Title: Fortune's Warrior. Private Armies and the New World Order
Author: James R. Davis
Publisher: Douglas & MacIntyre
Pages: 256
ISBN: 1-55054-888-3

Let's put it bluntly: this is a book about mercenary.

Eh, this isn't just about mercenary though. This book explains the shadow world of private security, military and combat services. James R. Davis has this knack to integrate stories with more formal theory. Ex-NCO, he's been there and won't overly complicate the matter, but will explain it professionally. He has written another book prior to this one (Sharp End), which is really a first-hand account of his military experience. I have to say that even though Sharp End was really really good, this one is a notch superior. The writing is more accomplished in that it is more fluid and the transitions are smooth.

You can read the publisher's book description by clicking on the title. I'll just try to complete it.

First, he put it right in front: his comment is somewhat biased. He works in the security industry. But, that position gives him a premium seat to describe, from inside, what it is, how it works and what are the relations between the different bodies (i.e. UN, private companies, national government). He tells us that where there's money to make and a security vacuum, some security or military security or combat companies will go when all other official bodies will argue about what's wrong and what's right to do.
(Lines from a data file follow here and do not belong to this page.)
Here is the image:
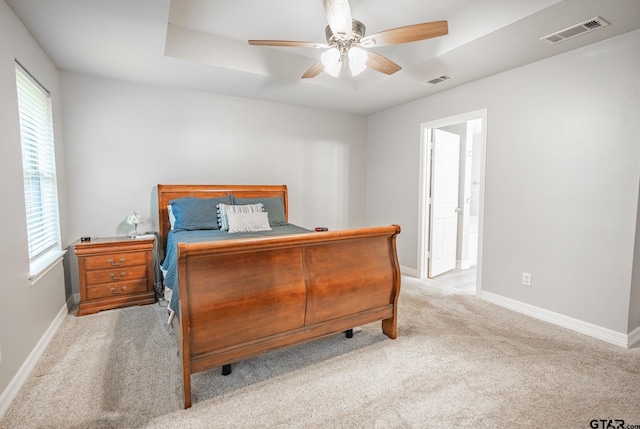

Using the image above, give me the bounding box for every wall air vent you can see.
[420,74,452,86]
[540,16,609,44]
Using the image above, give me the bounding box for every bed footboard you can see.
[176,225,400,408]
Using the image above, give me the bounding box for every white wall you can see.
[61,73,366,292]
[367,31,640,334]
[0,1,68,402]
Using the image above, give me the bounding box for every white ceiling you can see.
[5,0,640,114]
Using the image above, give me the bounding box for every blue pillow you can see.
[169,195,231,231]
[233,197,288,226]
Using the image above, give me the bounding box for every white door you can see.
[429,129,460,278]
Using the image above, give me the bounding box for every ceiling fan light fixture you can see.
[347,47,369,76]
[320,48,342,77]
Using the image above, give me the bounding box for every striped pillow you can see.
[216,203,264,231]
[227,211,271,234]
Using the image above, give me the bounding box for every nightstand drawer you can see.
[73,236,156,316]
[84,265,147,286]
[84,252,148,270]
[87,279,147,299]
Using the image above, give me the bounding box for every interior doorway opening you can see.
[418,109,487,294]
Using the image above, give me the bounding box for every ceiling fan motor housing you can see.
[324,19,367,45]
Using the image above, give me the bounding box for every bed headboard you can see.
[158,185,289,252]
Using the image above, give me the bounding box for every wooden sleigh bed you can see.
[158,185,400,408]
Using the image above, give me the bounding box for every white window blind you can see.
[16,64,61,274]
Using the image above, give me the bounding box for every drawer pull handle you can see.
[109,258,124,267]
[109,271,127,281]
[109,286,127,295]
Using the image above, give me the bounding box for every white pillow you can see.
[216,203,264,231]
[227,212,271,233]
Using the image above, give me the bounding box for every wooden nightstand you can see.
[73,237,155,316]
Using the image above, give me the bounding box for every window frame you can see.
[15,60,65,284]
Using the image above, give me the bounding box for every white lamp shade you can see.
[348,47,369,76]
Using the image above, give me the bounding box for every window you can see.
[16,64,63,280]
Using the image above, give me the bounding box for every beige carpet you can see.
[0,277,640,429]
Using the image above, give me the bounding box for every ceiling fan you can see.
[249,0,449,79]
Not all attempts are successful though for these companies, far from that. High stakes, big cash.

The book is divided in three big parts: the presentation of what this shadow world is made of (including a well described historical context), the definition of the mercenary and the following ramifications, and what it is about in our troubled modern world, this later part proposing a model to regulate this profession.

He puts in context the mercenary profession by telling us that this was the norm to use paid soldiers until just after the WWII. He includes in his definition any foreign soldiers not working in his home country. So, French Foreign Legion and the Brits use of Gurkhas are considered as mercenary.
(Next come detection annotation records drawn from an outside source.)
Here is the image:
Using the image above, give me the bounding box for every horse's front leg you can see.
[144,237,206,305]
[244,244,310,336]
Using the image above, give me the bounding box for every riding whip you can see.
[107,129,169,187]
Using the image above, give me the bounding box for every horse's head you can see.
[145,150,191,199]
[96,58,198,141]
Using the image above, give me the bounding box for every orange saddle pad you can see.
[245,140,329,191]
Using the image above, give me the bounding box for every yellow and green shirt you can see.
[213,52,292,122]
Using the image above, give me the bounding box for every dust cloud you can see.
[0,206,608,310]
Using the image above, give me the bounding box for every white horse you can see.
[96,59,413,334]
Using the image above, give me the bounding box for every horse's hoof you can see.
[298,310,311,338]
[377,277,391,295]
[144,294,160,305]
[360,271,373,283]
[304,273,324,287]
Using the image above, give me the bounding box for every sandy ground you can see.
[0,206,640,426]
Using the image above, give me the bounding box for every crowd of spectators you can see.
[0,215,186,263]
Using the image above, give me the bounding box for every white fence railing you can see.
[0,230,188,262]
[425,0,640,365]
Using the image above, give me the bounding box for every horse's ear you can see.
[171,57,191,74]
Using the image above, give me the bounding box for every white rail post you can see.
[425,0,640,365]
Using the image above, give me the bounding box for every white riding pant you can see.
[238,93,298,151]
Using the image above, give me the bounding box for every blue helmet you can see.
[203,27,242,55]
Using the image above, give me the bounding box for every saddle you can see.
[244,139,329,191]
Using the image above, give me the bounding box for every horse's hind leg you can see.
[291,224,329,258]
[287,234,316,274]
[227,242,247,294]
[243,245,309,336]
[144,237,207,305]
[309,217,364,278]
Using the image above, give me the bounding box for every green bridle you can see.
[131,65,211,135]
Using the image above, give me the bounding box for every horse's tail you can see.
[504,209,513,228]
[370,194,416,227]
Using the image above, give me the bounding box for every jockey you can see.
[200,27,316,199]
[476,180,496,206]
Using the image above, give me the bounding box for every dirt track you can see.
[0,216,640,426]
In his definition, he split the mercenary profession into three principal categories: the security services, the military security services and the military combat services. Security services is as much consulting as bodyguarding. A security consultant can be a computing security consultant or an analyst who writes a report to secure an area (house, building, offices) with the staffing personnel. Or he could be asked for a security report on a certain region of the world.

Military security services consist of all military counselling, including training and logistic services to a certain body. This up to but not including combat action.
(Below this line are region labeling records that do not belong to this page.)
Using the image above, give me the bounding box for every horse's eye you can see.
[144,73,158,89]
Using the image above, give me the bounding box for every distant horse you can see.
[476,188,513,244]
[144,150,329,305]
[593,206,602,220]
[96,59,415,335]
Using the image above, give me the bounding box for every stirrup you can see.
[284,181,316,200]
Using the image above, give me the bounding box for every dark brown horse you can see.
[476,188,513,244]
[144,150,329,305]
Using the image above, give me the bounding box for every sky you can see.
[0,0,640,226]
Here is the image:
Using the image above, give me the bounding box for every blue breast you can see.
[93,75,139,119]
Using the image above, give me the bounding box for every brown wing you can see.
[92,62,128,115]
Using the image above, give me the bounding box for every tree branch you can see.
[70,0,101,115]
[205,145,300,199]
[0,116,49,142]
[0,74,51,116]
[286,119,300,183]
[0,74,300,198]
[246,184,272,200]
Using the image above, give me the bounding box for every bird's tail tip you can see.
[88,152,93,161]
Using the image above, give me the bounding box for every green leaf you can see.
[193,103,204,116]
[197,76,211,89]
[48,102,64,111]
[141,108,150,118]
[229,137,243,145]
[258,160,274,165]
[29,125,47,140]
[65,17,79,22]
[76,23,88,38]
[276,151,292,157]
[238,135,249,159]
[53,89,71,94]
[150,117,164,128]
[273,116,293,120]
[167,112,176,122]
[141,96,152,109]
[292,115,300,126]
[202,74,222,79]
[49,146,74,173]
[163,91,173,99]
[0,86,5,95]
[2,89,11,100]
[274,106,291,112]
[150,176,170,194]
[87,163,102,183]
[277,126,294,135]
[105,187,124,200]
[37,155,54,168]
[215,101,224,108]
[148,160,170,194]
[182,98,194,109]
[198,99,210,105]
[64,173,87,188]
Here is the thin line between security consultant (military or not) and the mercenary, the participation to combat. Military combat services will include counselling, training and logistic services, but will also include combat action. They would take part in combat so to say.

Finally, all with giving real examples throughout the book, he will propose a model to regulate this area of business.

All in all, he puts forward good opinion and well founded assertions. It's a very worth reading and it will spark debate and open minds on the modern military security reality.


----------